Como el presupuesto de los proyectos se realiza en base a la planificación, es decir, tantas horas de cada perfil en un marco de tiempo, es por eso por lo que interesa a los proveedores cumplir la planificación, si no existe planificación o si no se tiene en cuenta la planificación el proyecto entrará en pérdidas y lo que es peor, para intentar reducirlas bajará la calidad del producto, por lo que al final se perderá dinero y además el cliente no tendrá un producto con calidad, por lo que probablemente se pierda al cliente o su confianza.
Por todo lo anterior, siempre recomiendo que la planificación se realice con criterio y no pensando en una ejecución ideal del proyecto, ya que las situaciones de ejecución ideal no existen, es decir, que se aplique un porcentaje de desfase, sobre esa base ideal, que dependerá en gran medida del cliente (si se conoce), de las características del proyecto, de su alcance y de las características del equipo que se va a asignar el mismo.
Es posible hacer ajustes en el equipo de proyecto, pero si se hacen con planificación y no con prisas, es decir, es posible sustituir un miembro del equipo por otro, aumentar el equipo, etc… Lo que no se debe hacer es cambiar el equipo, por ejemplo, meter cuatro programadores nuevos para intentar cumplir una planificación, si ese ajuste no se realiza de forma ordenada y planificada, si no se hace así, probablemente los resultados sean contraproducentes, ya que personas que son altamente productivas en el proyecto, tendrán que dedicar una parte de su tiempo a formar a las nuevas personas del equipo y esto puede provocar más retrasos.
Ante el incumplimiento de una planificación debe imperar el sentido común, por parte de todos, cliente y proveedor, ya que sin sentido común ambas partes verán perjudicados, todavía más sus intereses.

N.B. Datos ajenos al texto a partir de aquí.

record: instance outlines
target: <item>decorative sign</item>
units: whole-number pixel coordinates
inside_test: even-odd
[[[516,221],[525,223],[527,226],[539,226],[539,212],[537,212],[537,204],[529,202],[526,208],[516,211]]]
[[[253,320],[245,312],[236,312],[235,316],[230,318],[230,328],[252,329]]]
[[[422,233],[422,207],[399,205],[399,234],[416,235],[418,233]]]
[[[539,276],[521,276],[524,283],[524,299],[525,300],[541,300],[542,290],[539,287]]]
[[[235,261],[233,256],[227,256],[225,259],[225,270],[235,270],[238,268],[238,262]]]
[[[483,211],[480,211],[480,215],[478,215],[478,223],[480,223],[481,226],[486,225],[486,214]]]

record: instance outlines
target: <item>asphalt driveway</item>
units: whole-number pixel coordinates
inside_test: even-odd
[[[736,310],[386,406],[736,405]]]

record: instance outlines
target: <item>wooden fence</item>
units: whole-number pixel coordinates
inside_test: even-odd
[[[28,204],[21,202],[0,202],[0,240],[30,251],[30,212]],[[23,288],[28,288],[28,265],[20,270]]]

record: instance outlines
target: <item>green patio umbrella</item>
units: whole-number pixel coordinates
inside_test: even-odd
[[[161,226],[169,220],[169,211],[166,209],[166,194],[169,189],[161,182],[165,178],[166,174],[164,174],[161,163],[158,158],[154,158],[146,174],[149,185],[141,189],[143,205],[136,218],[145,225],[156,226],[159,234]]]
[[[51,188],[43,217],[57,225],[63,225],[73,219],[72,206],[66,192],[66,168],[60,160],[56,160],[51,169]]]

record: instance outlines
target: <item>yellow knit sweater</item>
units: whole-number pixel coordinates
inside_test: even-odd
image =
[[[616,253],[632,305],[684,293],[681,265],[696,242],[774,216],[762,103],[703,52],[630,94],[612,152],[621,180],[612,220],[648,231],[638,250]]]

El cliente debe pensar que el objetivo debe ser obtener un producto software con la mayor calidad posible y si para ello hay que esperar un poco más, esperar. El proveedor, debe comunicar cuanto antes al cliente, las posibles desviaciones en la planificación y explicar los motivos. El grado de enfado del cliente es directamente proporcional al tiempo que se le tarda en comunicar dichas desviaciones. Si el proveedor, no ha gestionado internamente bien el proyecto o ha errado en la planificación, debe asumirlo e intentar tomar medidas para que la desviación sea la menor posible sin que el resultado final pierda calidad.
Es evidente que hasta el más paciente de los clientes tiene un límite y la ejecución de un proyecto no se puede demorar indefinidamente, por lo que tampoco se debe abusar de eso, aunque el producto que se entregue sea impecable.
También hay que tener en cuenta que existen proyectos que no se pueden retrasar, ya que se tienen que poner en producción en una fecha concreta por la razón que sea. En estos casos, los retrasos son críticos y tanto cliente y proveedor deben poner los medios para el cumplimiento de la planificación, aunque suponga una merma de otros aspectos, incluida la calidad (eso sí, la pérdida de calidad también tiene un límite, que será aquel a partir de la cual la pérdida de calidad del producto supone un mayor perjuicio que un retraso en la fecha de puesta en producción del mismo. No obstante, aunque ese sea el límite, el cliente y el proveedor deben procurar no acercarse al mismo en la medida de lo posible).